BioThings API - one API to rule them all
As a part of my interest in visualization and building web interfaces, I was happy to hear the talk on Biothings explorer. It touches on the issues around harmonizing various genomics APIs and gene/transcript identifiers - not a trivial task indeed! If it works as advertised I know our team would be very interested. It's certainly rough around the edges but along with accompanying tools like MyGene.info it could be a great foundation for building genomics web interfaces.

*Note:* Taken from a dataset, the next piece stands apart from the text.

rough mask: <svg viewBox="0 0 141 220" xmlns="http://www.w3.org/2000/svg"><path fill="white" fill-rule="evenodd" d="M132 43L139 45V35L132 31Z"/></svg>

I also liked the talks around software packaging. There's a few tools that stand out: containers, Conda, and Guix. For workflows and running software in the cloud - Docker seems to be the way to go for a lot of tools: CWL, Nextflow, etc. Interestingly Conda and Bioconda are gaining a lot of traction in integration with tools like Galaxy. Bioconda also announced that if you publish your tools there, you will get automatic and optimized Docker and Singularity images created for free!
Singularity and uDocker
I've heard some talk about Docker alternatives but BOSC was the first time I got some details on the Singularity container format. The gist I got was that while Docker is for long running services, Singularity is more aimed at time-limited task execution on clusters. As such, while Singularity needs root to install it runs containers as user.
A further option that came up during a Codefest conversation is udocker, a minimal Docker runtime that works completely without elevated privileges! I will definitely check it out for testing internal software deployments.
The last alternative, Guix, takes a different approach inspired by functional programming principles. They automatically keep track of ALL your software dependencies which means you can bundle software that will install on any system - whether they have Guix or not! They can also create Docker images - which will give you a distribution "with the overhead of Docker" 😉. Unlike conda, it does not, however, support either Mac or Windows which is kind of a bummer for me as I really like to share tools between my local and production environments.
Furthermore, I came away from the conference with a long list of links to investigate. Here's are some interesting things worth checking out:
- Cavatica: a good looking data analysis and sharing platform for pediatric genomics.
- EdinburghGenomics/well_duplicates: a tool for quickly detecting duplicates in any organism without need for demultiplexing or alignment!
- Zooma: an automatic free text parser for extracting curated ontology terms.
Finally I also learned that if I want to publish papers I should start with Journal of Open Source Software (JOSS); nicely introduced at BOSC by Pjotr Prins and edited by, among others, Roman "full-stack" Valls.
Thanks everyone who presented, organized, attended, chatted, coded, entertained, drank beer, and lent me money during these days in Prague! Who knows, maybe we meet next year in Portland, Oregon.